CDK2-AP1 inhibits growth of breast cancer cells by regulating cell cycle and increasing docetaxel sensitivity in vivo and in vitro

Background: Cell cycle regulatory pathway is a well-established pathway mainly dependent on cyclin-dependent kinases (CDKs), which are regulated positively by cyclins and negatively by cyclin-dependent kinase inhibitors(CKIs). Cyclin-dependent kinase 2 associate protein 1(CDK2-AP1) is a specific negative regulatory protein for CDK2, is important in the cancer cell cycle. However, the function of CDK2-AP1 in breast cancer remains unclear. We designed therefore explored the effects of CDK2-AP1 on breast cancer growth and its chemo-sensitivity.
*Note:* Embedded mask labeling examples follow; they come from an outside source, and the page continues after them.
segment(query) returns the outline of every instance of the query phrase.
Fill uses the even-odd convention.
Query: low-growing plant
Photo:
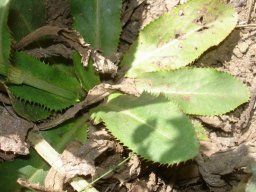
[[[109,58],[120,43],[121,0],[71,0],[72,30],[43,26],[37,16],[44,14],[42,3],[0,2],[1,83],[27,120],[43,122],[83,103],[79,109],[87,107],[94,123],[103,123],[134,153],[171,165],[199,152],[198,125],[187,115],[221,115],[249,100],[247,87],[230,74],[187,67],[235,28],[230,5],[191,0],[177,6],[145,26],[114,63]],[[74,50],[73,65],[43,62],[24,51],[49,42],[48,35]]]

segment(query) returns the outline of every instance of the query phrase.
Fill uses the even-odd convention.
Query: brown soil
[[[61,4],[56,3],[61,1],[49,0],[48,2],[48,23],[69,27],[71,20],[66,4],[63,3],[66,1]],[[139,29],[179,3],[186,3],[186,1],[124,0],[123,32],[119,51],[124,52],[128,49],[136,39]],[[236,7],[239,13],[239,22],[246,21],[248,16],[246,1],[231,0],[228,3],[232,3]],[[60,13],[55,12],[57,4],[57,10]],[[51,12],[64,16],[54,20],[51,17],[56,17]],[[250,22],[255,22],[254,14],[251,15]],[[244,168],[256,159],[255,34],[255,27],[237,27],[221,45],[207,51],[194,64],[195,66],[216,67],[229,72],[246,83],[251,91],[250,102],[235,111],[219,117],[198,118],[206,127],[210,140],[201,143],[200,155],[195,160],[170,167],[145,162],[133,156],[125,166],[98,181],[95,187],[99,191],[109,192],[242,191],[244,183],[250,176]],[[109,167],[118,164],[122,157],[128,155],[129,151],[114,142],[104,129],[99,129],[93,134],[92,138],[105,142],[104,145],[107,146],[101,154],[93,159],[97,167],[95,175],[97,177],[106,172]],[[101,136],[98,137],[98,135]],[[104,139],[102,139],[103,137]],[[102,146],[103,144],[101,144]]]

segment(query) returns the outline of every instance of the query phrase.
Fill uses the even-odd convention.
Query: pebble
[[[242,42],[242,43],[239,43],[238,45],[238,49],[243,54],[247,52],[248,48],[249,48],[249,45],[247,42]]]

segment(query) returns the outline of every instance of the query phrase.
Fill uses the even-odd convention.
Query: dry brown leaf
[[[26,143],[26,135],[32,127],[33,123],[17,116],[11,107],[1,107],[0,150],[13,154],[27,155],[29,153],[29,144]]]

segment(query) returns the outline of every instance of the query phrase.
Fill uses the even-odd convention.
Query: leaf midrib
[[[143,119],[141,119],[140,117],[137,117],[138,114],[132,114],[129,110],[122,110],[120,109],[119,106],[111,104],[107,106],[110,110],[112,111],[119,111],[120,113],[123,113],[125,115],[128,115],[130,118],[135,119],[135,121],[138,121],[140,124],[144,124],[147,127],[153,129],[155,132],[159,133],[159,135],[163,136],[164,138],[167,138],[168,140],[172,140],[171,137],[168,137],[167,135],[163,134],[162,132],[159,131],[159,129],[156,129],[155,127],[151,126],[150,124],[148,124],[146,121],[144,121]],[[137,116],[136,116],[137,115]]]
[[[208,23],[207,25],[197,27],[194,30],[182,35],[179,39],[171,39],[168,43],[164,44],[161,47],[156,47],[152,51],[145,51],[144,50],[142,52],[142,54],[139,54],[137,56],[139,59],[135,59],[135,61],[133,62],[133,65],[144,64],[143,63],[144,61],[147,61],[150,58],[155,57],[156,55],[159,55],[160,53],[164,52],[165,50],[168,50],[168,47],[173,46],[176,42],[179,42],[180,39],[187,39],[191,34],[194,34],[195,32],[199,31],[200,29],[203,29],[204,27],[211,27],[211,26],[214,25],[214,23],[215,23],[215,21],[211,22],[211,23]]]

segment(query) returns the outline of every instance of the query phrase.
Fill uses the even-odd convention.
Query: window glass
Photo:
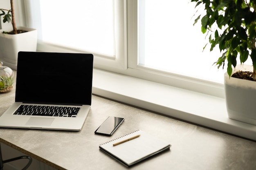
[[[200,21],[193,26],[195,4],[190,2],[139,0],[139,64],[223,83],[226,69],[213,66],[220,50],[216,46],[210,53],[208,45],[202,52],[209,39]]]
[[[40,5],[43,41],[115,55],[112,0],[42,0]]]

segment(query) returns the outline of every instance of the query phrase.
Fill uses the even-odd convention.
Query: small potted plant
[[[225,64],[225,86],[229,117],[256,125],[256,1],[249,0],[191,0],[204,14],[195,14],[195,24],[201,21],[210,50],[218,47],[222,55],[215,63]],[[237,66],[237,58],[240,65]],[[243,63],[250,58],[253,66]],[[247,70],[245,70],[247,69]]]
[[[36,51],[37,32],[35,29],[16,26],[13,0],[10,2],[10,9],[0,7],[0,17],[2,17],[3,22],[11,22],[12,25],[11,30],[0,30],[0,59],[5,65],[16,70],[19,51]]]

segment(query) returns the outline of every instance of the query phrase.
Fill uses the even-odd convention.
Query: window
[[[94,66],[127,68],[126,4],[113,0],[27,0],[38,50],[94,54]]]
[[[223,93],[215,91],[223,89],[225,70],[212,66],[220,52],[202,52],[207,40],[200,23],[193,25],[190,1],[74,0],[25,1],[28,25],[39,31],[39,51],[92,53],[97,68]]]

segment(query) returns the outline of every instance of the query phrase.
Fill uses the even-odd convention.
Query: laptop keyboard
[[[80,107],[21,105],[13,115],[76,117]]]

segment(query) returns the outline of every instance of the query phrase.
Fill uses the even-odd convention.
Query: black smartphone
[[[111,136],[123,123],[124,118],[110,116],[94,132],[95,134]]]

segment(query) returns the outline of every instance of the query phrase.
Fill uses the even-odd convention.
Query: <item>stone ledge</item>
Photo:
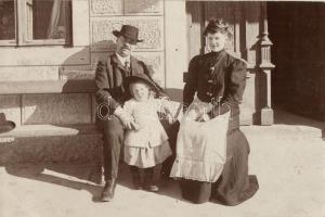
[[[1,133],[0,165],[89,164],[101,166],[102,136],[94,125],[27,125]]]
[[[1,94],[28,93],[93,93],[94,80],[40,80],[40,81],[2,81]]]
[[[23,125],[12,131],[0,133],[3,141],[8,138],[27,138],[27,137],[57,137],[57,136],[77,136],[77,135],[100,135],[94,124],[81,125]]]

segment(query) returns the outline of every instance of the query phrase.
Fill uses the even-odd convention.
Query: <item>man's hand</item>
[[[131,114],[127,113],[126,111],[123,111],[123,108],[118,106],[116,107],[114,115],[119,118],[119,120],[126,128],[132,129],[131,123],[134,122],[134,118],[132,117]]]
Methods: Expression of CDK2-AP1, CDK2 and CyclinD1 in 209 cases of pathological specimens using IHC staining was measured. Lost-of-function and Gain-of-function assays were used in vivo and in vitro relating to the specific role of CDK2-AP1 in breast cancer. We analyzed in vivo and in vitro the impact of CDK2-AP1 on chemotherapy sensitivity in breast cancer. Results: The positive ratio of CDK2-AP1 expression was reduced successively in normal breast tissue, DCIS, invasive breast cancer and relapsed breast cancer, however, with CDK2 and CyclinD1 it was suggested that CDK2-AP1 was correlated closely with the tumorigenesis and progress, and might work as a tumor suppressor. After down-regulating CDK2-AP1 in breast cancer cells, the cell cycle was accelerated and cell proliferation enhanced. The cell cycle was arrested in G0/G1 phase and G2/M phase after up-regulating CDK2-AP1 in breast cancer cells, inhibiting cell proliferation. The expression of CDK2 and CyclinD1 changed accordingly after downregulation or upregulation of CDK2-AP1 by western blot, suggesting a role of the CDK2-AP1/CDK2/CyclinD1 cell cycle pathway in the initiation and progression of breast cancer. Similar results were obtained in animal assays. The data indicates that CDK2-AP1 can induce sensitivity to docetaxel treatment in breast cancer cells. Conclusions: CDK2-AP1 affects tumorigenesis, tumor growth and chemo-sensitivity by cell cycle regulation, which can potentially to be a therapeutical agent in breast cancer.